Channel is rewarding work for HDS
Storage vendor hopes to snatch market share from rivals by rolling out incentive schemes to lure partners
While many of its rivals have hit the acquisition trail in pursuit of growth, storage vendor Hitachi Data Systems (HDS) has been investing in partners to wrest market share from its competitors.
Harvey Smith, HDS regional sales director for the UK and Ireland, said: “We want to take market share from our competition and acquire new customers, and the best way to do that is through partners.”
The vendor is rolling out several partner-enablement initiatives, the cornerstone of which is its newly launched rebate programme, which rewards partners for luring in new customers. “This is the first time Hitachi has done that kind of thing,” said Smith.
“We ask partners in which [technology areas] they would like to work with us and give them a rebate every time they sell something from it. Outside that, any new business they close will win them additional rebates,” he added.
The vendor has also worked with its distributors, Avnet and Zycko, to roll out personalised business plans for partners, training programmes and product demonstration facilities.
“Avnet has the full suite of products at its Bracknell office and Zycko has its demonstration centre in Cirencester, which is a big change for us,” said Smith. “The training courses are great for showing partners how to sell our technology, but seeing it in action has helped some of them close deals in key accounts.”
Mike Fearon, divisional leader of HDS and NetApp at Avnet, said the distributor has ploughed a significant amount of investment into supporting the vendor’s growth plans.
“[Avnet] has shown commitment to partners by putting together joint value propositions, training programmes, providing marketing support and boosting investment in pre- and post-sales resources to drive revenue from HDS technologies,” he said.
“The importance of enablement through training and business planning should not be underestimated, as many partners need additional support to create differentiation.”
Since the start of its new financial year in April, HDS has also been laying on free marketing support for some of its partners, added Smith.
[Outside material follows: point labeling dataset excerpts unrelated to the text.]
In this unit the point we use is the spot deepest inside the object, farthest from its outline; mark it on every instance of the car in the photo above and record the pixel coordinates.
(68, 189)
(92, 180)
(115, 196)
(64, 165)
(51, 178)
“We used to ask partners to contribute 50 per cent of the cost,” he explained. “Now, in cases where we have established that they really do follow up on the leads those campaigns generate, we have offered to run them for nothing.”
Taking the initiative
HDS has also extended its buy-back scheme to its enterprise product lines, which reward end users for swapping their incumbent storage products for HDS kit. Smith explained: “We get the competitors’ products taken off the floor, destroy them, and then give the customer back some money and a certificate of destruction.”
The channel-friendly initiatives are part of a wider plan that HDS hopes will lead to the channel making a bigger contribution to its overall business by the end of the year.
“About 60 per cent of our business is generated by the channel and our European aim is to close the year with that figure at 70 per cent. We will not achieve that if we just tell partners to go out and get us some more customers. We need to show them how and give them incentives to make it worthwhile,” said Smith.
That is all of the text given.